Today, Toby is nine years old. He is non-verbal, lives with epilepsy, and has significant developmental needs. But those facts don't capture who he is.

Toby is full of love, joy and personality. He's funny, expressive, and endlessly curious. He doesn't speak, but he makes himself understood through gestures, facial expressions, occasional words, and his own way of showing you exactly what he wants. He's sharp in his own way, and surprisingly resourceful.

He loves the outdoors. He's happiest when he's in the garden, covered in mud, carrying a stick and an old tool he probably shouldn't be carrying. He doesn't care for toys; he wants things. Broken drills. Cables. Boxes. If he's got a socket wrench and some space to explore, he's in his element.

This is how Toby communicates. Not through sentences, but through action. Through focus. Through joy.

Parenting a child with complex needs is a different kind of journey. The grief isn't always loud. Sometimes it's quiet. You find yourself grieving the small things: conversations you'll never have, jokes he won't tell, the future you imagined slowly dissolving. It's not the kind of grief people notice. There's no ceremony for it. Just early mornings, long forms, and the invisible weight of planning for a child who may never be independent.

But there's another side to it.

As a family, we've grown stronger. We have love. His older siblings are fiercely protective of him, like bodyguards with homework. Sarah, my wife, is the most resilient person I've ever known. We've adapted. We've built routines. We've found true joy in small things, the kind of joy you only see when life slows down enough to notice it.
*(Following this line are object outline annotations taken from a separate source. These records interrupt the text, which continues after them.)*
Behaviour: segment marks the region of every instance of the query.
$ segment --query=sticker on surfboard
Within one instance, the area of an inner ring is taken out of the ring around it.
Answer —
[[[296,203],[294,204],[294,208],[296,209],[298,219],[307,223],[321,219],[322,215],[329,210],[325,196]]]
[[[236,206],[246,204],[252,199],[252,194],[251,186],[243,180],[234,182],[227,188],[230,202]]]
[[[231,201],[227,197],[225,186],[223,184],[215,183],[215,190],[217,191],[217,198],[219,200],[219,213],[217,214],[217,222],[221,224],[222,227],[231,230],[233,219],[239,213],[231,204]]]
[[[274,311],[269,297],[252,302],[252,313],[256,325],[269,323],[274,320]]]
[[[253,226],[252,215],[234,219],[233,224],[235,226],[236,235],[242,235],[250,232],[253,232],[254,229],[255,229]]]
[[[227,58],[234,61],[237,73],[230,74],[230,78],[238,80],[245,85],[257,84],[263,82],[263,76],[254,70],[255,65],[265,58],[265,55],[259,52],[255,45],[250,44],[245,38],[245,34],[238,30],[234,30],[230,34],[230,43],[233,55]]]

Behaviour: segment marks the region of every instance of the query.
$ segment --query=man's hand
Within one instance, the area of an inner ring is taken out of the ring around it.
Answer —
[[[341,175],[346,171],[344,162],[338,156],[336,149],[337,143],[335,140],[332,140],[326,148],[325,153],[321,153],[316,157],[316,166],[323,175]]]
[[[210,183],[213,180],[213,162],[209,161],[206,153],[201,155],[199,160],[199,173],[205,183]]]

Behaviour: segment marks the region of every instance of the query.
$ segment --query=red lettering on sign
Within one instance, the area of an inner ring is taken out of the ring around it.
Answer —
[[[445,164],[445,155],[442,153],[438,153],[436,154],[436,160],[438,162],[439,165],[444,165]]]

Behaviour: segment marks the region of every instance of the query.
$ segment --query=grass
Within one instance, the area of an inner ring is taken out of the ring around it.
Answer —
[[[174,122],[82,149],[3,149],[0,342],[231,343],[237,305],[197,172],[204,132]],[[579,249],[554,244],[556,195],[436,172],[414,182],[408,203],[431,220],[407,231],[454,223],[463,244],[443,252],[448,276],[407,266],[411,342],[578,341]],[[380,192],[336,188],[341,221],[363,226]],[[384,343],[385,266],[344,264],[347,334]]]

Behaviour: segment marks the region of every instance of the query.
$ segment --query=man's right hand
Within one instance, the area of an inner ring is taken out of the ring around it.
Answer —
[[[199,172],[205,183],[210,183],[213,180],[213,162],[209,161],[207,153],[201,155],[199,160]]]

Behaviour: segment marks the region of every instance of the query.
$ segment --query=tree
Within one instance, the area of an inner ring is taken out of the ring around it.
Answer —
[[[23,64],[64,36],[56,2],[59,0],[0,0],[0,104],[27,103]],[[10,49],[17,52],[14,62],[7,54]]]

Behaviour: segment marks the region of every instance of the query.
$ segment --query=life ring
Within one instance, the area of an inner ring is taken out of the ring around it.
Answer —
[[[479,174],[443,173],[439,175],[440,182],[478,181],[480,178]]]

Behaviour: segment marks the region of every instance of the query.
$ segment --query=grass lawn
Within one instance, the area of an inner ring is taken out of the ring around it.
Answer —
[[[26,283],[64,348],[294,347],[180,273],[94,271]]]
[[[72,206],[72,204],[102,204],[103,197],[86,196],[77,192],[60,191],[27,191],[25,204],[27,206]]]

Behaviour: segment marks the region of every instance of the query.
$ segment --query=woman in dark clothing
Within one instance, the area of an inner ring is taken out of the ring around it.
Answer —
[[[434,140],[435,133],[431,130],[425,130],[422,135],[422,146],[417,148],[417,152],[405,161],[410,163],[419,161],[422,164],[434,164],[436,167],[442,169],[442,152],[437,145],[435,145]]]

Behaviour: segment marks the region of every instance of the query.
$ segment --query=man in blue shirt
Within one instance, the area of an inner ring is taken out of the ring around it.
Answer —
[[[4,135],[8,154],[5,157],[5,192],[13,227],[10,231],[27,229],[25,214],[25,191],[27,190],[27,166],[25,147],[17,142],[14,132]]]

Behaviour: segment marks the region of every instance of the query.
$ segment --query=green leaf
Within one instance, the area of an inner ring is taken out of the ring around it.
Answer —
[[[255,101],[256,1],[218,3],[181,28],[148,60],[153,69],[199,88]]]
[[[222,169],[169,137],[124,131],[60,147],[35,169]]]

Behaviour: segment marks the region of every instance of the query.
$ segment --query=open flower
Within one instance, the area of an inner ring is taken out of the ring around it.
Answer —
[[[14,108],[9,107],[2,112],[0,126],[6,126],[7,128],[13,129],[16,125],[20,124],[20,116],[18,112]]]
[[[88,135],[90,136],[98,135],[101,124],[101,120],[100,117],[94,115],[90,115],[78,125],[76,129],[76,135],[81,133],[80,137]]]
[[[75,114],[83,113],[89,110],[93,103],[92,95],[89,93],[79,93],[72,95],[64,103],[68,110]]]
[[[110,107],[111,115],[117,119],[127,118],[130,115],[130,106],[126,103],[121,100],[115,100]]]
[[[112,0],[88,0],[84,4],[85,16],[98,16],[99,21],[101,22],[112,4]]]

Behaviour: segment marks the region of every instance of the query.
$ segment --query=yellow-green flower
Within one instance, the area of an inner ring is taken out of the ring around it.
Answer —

There are difficult days. Frustrating days. Days where nothing works and the exhaustion creeps into everything. But then there are moments that catch you off guard, the way he smiles when he builds something, the pride he shows when he fixes something himself, the way he lights up when someone understands him.

He may not speak with words, but he has never once struggled to express love.

We tried mainstream school at first. Like many parents, we hoped it would work. We believed in inclusion. But it quickly became clear that the environment wasn't built for him. It moved too fast, offered too little space. Eventually, we made the decision to move him to a specialist setting, and it was the best decision we ever made. For the first time, he was understood without having to explain himself.

The school staff didn't just tolerate his differences. They worked with them. And he started to thrive.

Looking back, meningitis didn't just affect Toby. It reshaped all of us. It forced us to let go of who we thought we were supposed to be, and make space for who we actually are. And as strange as it might sound, there's something beautiful in that.

To anyone reading this who is just beginning their journey: I won't pretend it's easy. It's not. It will change you. It will challenge you. You will face things you didn't think you could carry.

But you'll also find strength you didn't know you had. You'll build a new rhythm. You'll see joy in places others miss. And you'll love more fiercely than you ever thought possible.

It's not the life we planned. But it's ours. And it matters.

- James Gott, Toby's Dad

The road’s longer than anyone prepares you for — but it’s still full of meaning, laughter, and love. You’ll find your rhythm.